Enquanto se trocam histórias no pequeno terreiro onde Giolanda e Maria da Glória criam e vendem os seus cestos, pelas ruas de Atenor os burricos fazem as delícias de várias pessoas, a maioria crianças, que se passeiam no seu dorso. "Depois do burro, que em Trás-os-Montes foi sempre um animal de trabalho, ter sido substituído pelas máquinas, a sua existência viu-se ameaçada. Por isso, tinham de se arranjar outras funções para ele."
Hoje, os burros continuam a marcar o dia-a-dia do Planalto Mirandês, mas agora com estatuto de estrelas, cumprindo funções pedagógicas e terapêuticas (com crianças com necessidades especiais), além de as suas fêmeas serem as principais fornecedoras do principal ingrediente de uma linha de cosmética, a TomeloCleo, que tem por base o leite de burra da raça asinina. Uma oportunidade de negócio que juntou o útil ao agradável: não só contribui para a economia local, como para a preservação da espécie asinina autóctone do Planalto Mirandês.
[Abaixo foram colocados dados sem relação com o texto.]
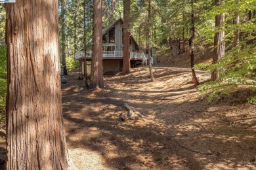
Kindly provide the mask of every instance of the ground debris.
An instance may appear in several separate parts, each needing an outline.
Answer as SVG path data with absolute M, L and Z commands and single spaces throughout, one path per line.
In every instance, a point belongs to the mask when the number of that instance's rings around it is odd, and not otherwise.
M 135 117 L 133 114 L 136 114 L 139 115 L 140 118 L 143 118 L 144 116 L 141 113 L 140 113 L 135 108 L 129 106 L 127 103 L 125 103 L 125 107 L 129 110 L 129 115 L 131 115 L 133 117 Z

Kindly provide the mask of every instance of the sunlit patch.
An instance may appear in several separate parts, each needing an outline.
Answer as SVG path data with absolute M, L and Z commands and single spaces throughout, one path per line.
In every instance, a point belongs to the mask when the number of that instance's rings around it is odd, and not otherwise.
M 68 150 L 70 158 L 76 169 L 108 169 L 104 165 L 103 158 L 96 152 L 86 149 L 71 148 Z

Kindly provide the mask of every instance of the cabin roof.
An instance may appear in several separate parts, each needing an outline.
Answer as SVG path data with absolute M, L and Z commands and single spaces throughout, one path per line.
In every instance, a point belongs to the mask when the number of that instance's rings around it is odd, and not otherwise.
M 123 24 L 123 21 L 121 18 L 119 18 L 116 21 L 114 22 L 112 24 L 103 29 L 102 30 L 102 36 L 107 33 L 108 31 L 110 31 L 114 26 L 116 25 L 119 22 L 121 22 Z M 133 38 L 133 35 L 130 35 L 130 39 L 135 42 L 135 45 L 137 46 L 139 46 L 138 43 L 136 42 L 135 39 Z M 93 39 L 91 39 L 87 43 L 87 46 L 89 46 L 93 44 Z

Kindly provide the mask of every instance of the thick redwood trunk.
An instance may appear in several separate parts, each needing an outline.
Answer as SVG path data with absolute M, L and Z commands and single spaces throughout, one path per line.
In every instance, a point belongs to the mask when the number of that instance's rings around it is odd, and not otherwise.
M 90 88 L 104 88 L 102 67 L 102 1 L 93 1 L 93 58 Z
M 83 73 L 85 76 L 85 88 L 88 88 L 88 81 L 87 81 L 87 60 L 86 58 L 86 53 L 87 53 L 87 46 L 86 46 L 86 0 L 83 1 L 83 46 L 85 48 L 84 50 L 84 54 L 85 54 L 85 59 L 83 61 Z
M 7 169 L 67 169 L 58 1 L 6 5 Z
M 130 16 L 130 0 L 123 0 L 123 74 L 130 72 L 130 33 L 129 32 L 129 22 Z
M 216 5 L 221 5 L 224 3 L 224 0 L 215 0 Z M 225 44 L 224 37 L 225 35 L 223 31 L 223 24 L 224 22 L 224 14 L 222 13 L 215 16 L 215 36 L 214 38 L 214 56 L 213 64 L 217 63 L 220 58 L 224 56 L 225 52 Z M 211 80 L 219 80 L 219 69 L 217 69 L 211 73 Z
M 64 65 L 64 75 L 68 75 L 68 70 L 66 63 L 66 35 L 65 35 L 65 8 L 64 0 L 61 1 L 61 37 L 62 37 L 62 65 Z
M 236 0 L 236 3 L 239 3 L 239 0 Z M 237 10 L 236 12 L 236 18 L 234 18 L 234 24 L 236 25 L 238 27 L 240 25 L 240 17 L 239 17 L 239 10 Z M 238 28 L 237 30 L 234 32 L 234 41 L 233 41 L 233 46 L 236 47 L 239 44 L 239 29 Z
M 192 9 L 192 12 L 191 14 L 191 21 L 192 21 L 192 36 L 190 39 L 189 46 L 190 48 L 190 64 L 191 64 L 191 70 L 192 70 L 192 81 L 195 85 L 195 86 L 198 86 L 199 85 L 199 82 L 198 80 L 198 78 L 196 77 L 196 71 L 194 69 L 194 44 L 193 44 L 193 41 L 195 38 L 195 18 L 194 15 L 194 1 L 191 1 L 191 6 Z
M 150 78 L 152 82 L 154 82 L 155 77 L 154 76 L 154 73 L 152 70 L 152 60 L 151 60 L 151 45 L 150 45 L 150 23 L 151 23 L 151 0 L 148 0 L 148 26 L 147 28 L 147 40 L 148 40 L 148 67 L 149 67 L 149 71 L 150 71 Z

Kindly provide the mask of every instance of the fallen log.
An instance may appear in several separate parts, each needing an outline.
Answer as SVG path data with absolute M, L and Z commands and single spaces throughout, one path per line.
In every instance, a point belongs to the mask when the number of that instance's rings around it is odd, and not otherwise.
M 125 107 L 129 110 L 129 114 L 130 114 L 130 112 L 131 112 L 131 114 L 135 113 L 135 114 L 140 116 L 140 117 L 141 117 L 141 118 L 144 117 L 143 114 L 142 114 L 140 112 L 139 112 L 133 107 L 129 106 L 127 103 L 125 103 Z

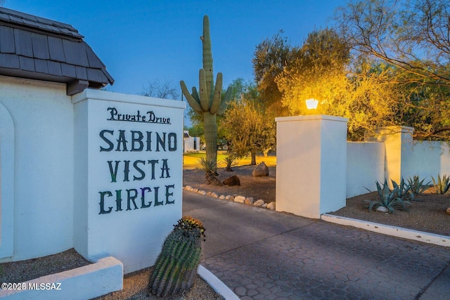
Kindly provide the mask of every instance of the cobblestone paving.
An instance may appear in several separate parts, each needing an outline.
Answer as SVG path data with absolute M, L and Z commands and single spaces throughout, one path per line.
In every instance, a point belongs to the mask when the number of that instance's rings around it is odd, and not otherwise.
M 202 263 L 243 300 L 414 299 L 449 261 L 448 248 L 319 221 Z

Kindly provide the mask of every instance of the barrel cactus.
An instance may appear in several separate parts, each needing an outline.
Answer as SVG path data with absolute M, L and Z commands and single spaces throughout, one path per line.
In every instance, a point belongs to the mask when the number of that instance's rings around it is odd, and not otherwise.
M 205 228 L 202 223 L 184 216 L 166 237 L 156 259 L 148 288 L 157 296 L 175 296 L 193 284 L 202 256 Z
M 190 93 L 183 80 L 180 81 L 181 91 L 189 105 L 202 115 L 205 141 L 206 143 L 206 159 L 217 165 L 217 124 L 216 116 L 221 115 L 231 98 L 232 89 L 229 86 L 222 98 L 222 73 L 217 73 L 216 84 L 212 73 L 212 53 L 210 35 L 210 19 L 203 17 L 203 35 L 200 37 L 203 43 L 203 68 L 199 72 L 200 93 L 193 86 Z

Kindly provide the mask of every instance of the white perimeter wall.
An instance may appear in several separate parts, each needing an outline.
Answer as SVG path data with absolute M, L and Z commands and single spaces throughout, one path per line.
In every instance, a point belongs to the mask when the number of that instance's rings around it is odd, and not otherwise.
M 398 138 L 390 138 L 385 142 L 347 142 L 347 198 L 368 193 L 365 188 L 376 190 L 375 182 L 382 183 L 385 178 L 388 182 L 391 179 L 399 182 L 401 178 L 406 181 L 418 175 L 427 183 L 432 181 L 432 176 L 435 178 L 437 174 L 450 176 L 450 148 L 446 142 L 411 142 L 400 135 Z M 386 156 L 390 151 L 392 163 L 387 166 Z
M 450 148 L 446 142 L 413 141 L 404 147 L 401 175 L 405 178 L 419 175 L 425 181 L 437 174 L 450 176 Z
M 15 141 L 15 199 L 1 200 L 1 207 L 15 204 L 13 216 L 1 216 L 13 218 L 13 256 L 0 262 L 72 247 L 74 121 L 65 91 L 65 84 L 0 76 L 0 103 Z
M 384 143 L 347 142 L 346 197 L 376 190 L 375 182 L 384 178 Z

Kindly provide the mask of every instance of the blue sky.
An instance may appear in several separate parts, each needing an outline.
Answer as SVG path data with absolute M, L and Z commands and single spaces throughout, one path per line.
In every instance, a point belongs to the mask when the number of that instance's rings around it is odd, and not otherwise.
M 214 72 L 224 87 L 252 80 L 255 46 L 280 30 L 294 45 L 330 25 L 345 0 L 6 0 L 4 6 L 72 25 L 115 79 L 107 89 L 139 94 L 148 81 L 198 85 L 202 18 L 210 17 Z M 181 91 L 180 91 L 181 95 Z

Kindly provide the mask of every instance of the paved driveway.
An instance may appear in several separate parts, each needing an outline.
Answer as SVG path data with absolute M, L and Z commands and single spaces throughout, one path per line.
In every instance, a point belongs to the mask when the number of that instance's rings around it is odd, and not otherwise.
M 450 248 L 183 195 L 202 264 L 241 299 L 450 299 Z

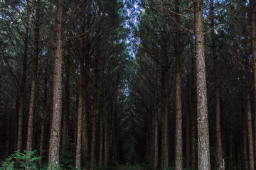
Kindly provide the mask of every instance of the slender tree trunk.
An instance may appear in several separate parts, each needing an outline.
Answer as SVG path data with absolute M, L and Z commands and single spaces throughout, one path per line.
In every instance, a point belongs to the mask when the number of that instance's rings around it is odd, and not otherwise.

Claro que não se pode esquecer uma das mais importantes novas funções do burro e que pode ser facilmente vivida por qualquer um que procure este refúgio transmontano: a de lazer, servindo de montaria em passeios pela região ou sendo o protagonista de vários eventos, como na Ronda das Adegas, cuja segunda edição decorreu em Junho e por onde encontrámos um pouco de tudo de bom da região: o pão, o vinho, o porco no espeto, os doces, o artesanato... E, acima de tudo, hospitalidade.
"Costuma-se dizer que por aqui "bate à porta, entra, quem é?"". "Ou seja", explica Joana, "primeiro convida-se a entrar; só depois surge a pergunta. E não é apenas uma maneira de dizer; é mesmo assim. O que diz muito das pessoas."
Do belo ao medonho
Logo na primeira noite em Miranda do Douro, Domingos faz-nos um breve resumo do que poderíamos encontrar se decidíssemos embarcar num passeio pelo Douro Internacional ao qual acabaríamos por não resistir. Entre um grupo de espanhóis e uma guia que tanto falava irrepreensivelmente o português como o castelhano - "Quando os meus pais me perguntavam se eu era portuguesa ou espanhola, respondia-lhes que era do rio, e assim não magoava nenhum" -, arriscamos uma incursão pela fronteira de água. Do lado luso, "abençoado por ter exposição solar da parte da manhã", a exuberância do verde. Na parte espanhola, fustigada pelo impiedoso sol da tarde, apenas pedra. Escarpas que parecem ter sido cortadas à faca e que nos reduzem a seres minúsculos.
Uma sensação que, tal como nos descrevia o nosso anfitrião de Malhadas na noite anterior, "tem tanto de belo quanto de medonho" e que se torna ainda mais forte em São João das Arribas, onde "o silêncio revela toda a agressividade do Douro". Já em Santo André, no Souto, é a paz que predomina, sobretudo por altura das amendoeiras em flor. E no miradouro da Fraga do Puio, próximo de Picote, é impossível não sentir a emoção à flor da pele pelo dramatismo da paisagem.
Seria em Picote, aldeia na qual se pode observar um exaustivo trabalho de restauração das várias casas, que teríamos um primeiro contacto com a tal hospitalidade transmontana de que nos falaria Joana mais tarde, já em Atenor. Chegamos sem avisar, mas nem por isso as portas se fecham. Susana, que trabalha para a Frauga - Associação para o Desenvolvimento Integrado de Picote, abre o Terra Mater - Ecomuseu de la Tierra de Miranda logo após nos apresentarmos.